The Kingdom of Yugoslavia retained the order after World War I. In 1939, it was awarded to the city of Belgrade. During World War II, Peter II bestowed the order upon a number of Chetniks on the recommendation of Chetnik leader Draža Mihailović. Some of the decorated Chetnik commanders included Pavle Đurišić, Dobroslav Jevđević, Momčilo Đujić, Brane Bogunović and Uroš Drenović. These decorations proved controversial both during and after the war, as many of the commanders cooperated with the armed forces of Germany, Italy or even Independent State of Croatia against the Communist-led Yugoslav Partisans for most of the occupation period. Such a discrepancy can best be seen in the case of Đujić, who was given the order for displaying "gallantry in the face of the enemy", and subsequently celebrated receiving it at an Italian general's headquarters. In Jevđević's case, the Order was given in 1943 for his services to the Serb population of Herzegovina during a series of Ustaše massacres, but Mihailović had news of the award suppressed, because Jevđević had visited Rome to plan an anti-communist offensive with the Italians and his forces had carried out several massacres of non-Serbs over the previous several years.
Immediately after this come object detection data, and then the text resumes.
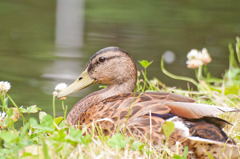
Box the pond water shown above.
[0,0,240,115]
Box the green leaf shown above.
[162,121,175,140]
[40,115,53,127]
[54,116,63,125]
[0,131,18,142]
[139,60,153,68]
[20,105,41,113]
[131,141,145,151]
[20,122,30,138]
[173,155,184,159]
[39,111,47,122]
[183,146,188,159]
[108,133,132,149]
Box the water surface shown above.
[0,0,240,115]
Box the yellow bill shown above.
[58,70,94,98]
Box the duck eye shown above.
[99,57,105,62]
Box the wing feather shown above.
[165,102,240,119]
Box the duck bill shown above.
[58,69,95,98]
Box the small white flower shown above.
[55,83,67,92]
[186,59,203,69]
[186,48,212,69]
[0,81,11,93]
[202,48,212,65]
[187,49,200,60]
[0,112,6,120]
After the war, Yugoslavia came under the rule of communist president Josip Broz Tito, and Karađorđević-era medals and orders were replaced by non-royal decorations, such as the Order of the People's Hero. In the 1990s, the Republika Srpska instated its own decoration also called the Order of Karađorđe's Star, though this is not to be confused with the decoration historically awarded by Serbian state and the house of Karađorđević. (Note: Đujić received the Republika Srpska's Order in 1998 for his contributions to the Bosnian Serbs, as did the warlord Željko Ražnatović ("Arkan").)

===Grades and insignia===
Initially, the Order of the Karađorđe's Star was categorised as a senior state award, and organised into four grades. The Knight’s Grand Cross, the highest grade, consisted of a badge of the Order on a sash and breast star; a Knight Grand Officer was decorated with a badge necklet and a slightly smaller breast star, a medal and a miniature medal; a Knight Commander was decorated with a badge necklet, a medal and a miniature medal; and a Knight Officer would receive a medal in gold as well as a miniature medal.

===Design===
The order comes in either gold or silver depending on the grade and the obverse features a white enameled cross pattée with gilt rays protruding from each of the arms. The rays are intersected diagonally by a pair of sabres when the recipient is awarded an Order "with swords". The circular medallion contains a blue inner medallion at the centre depicting a Serbian cross with a fire-steel at each corner, with the words "For Faith and Freedom, 1804" etched into the small circle in the middle of the cross. The reverse of these orders contains a red medallion depicting a white eagle, with the words "Peter I, 1904" written around it. The bravery medals awarded from 1915 onwards were almost identical to the orders awarded before, save for the crossed swords being present on all of them regardless of class. Such orders also lacked the phrase etched into the obverse of the older ones and the date 1904 on the reverse, which marked the centenary of the First Serbian Uprising. Instead, they merely had King Peter's name on the obverse beside the year when the order was bestowed.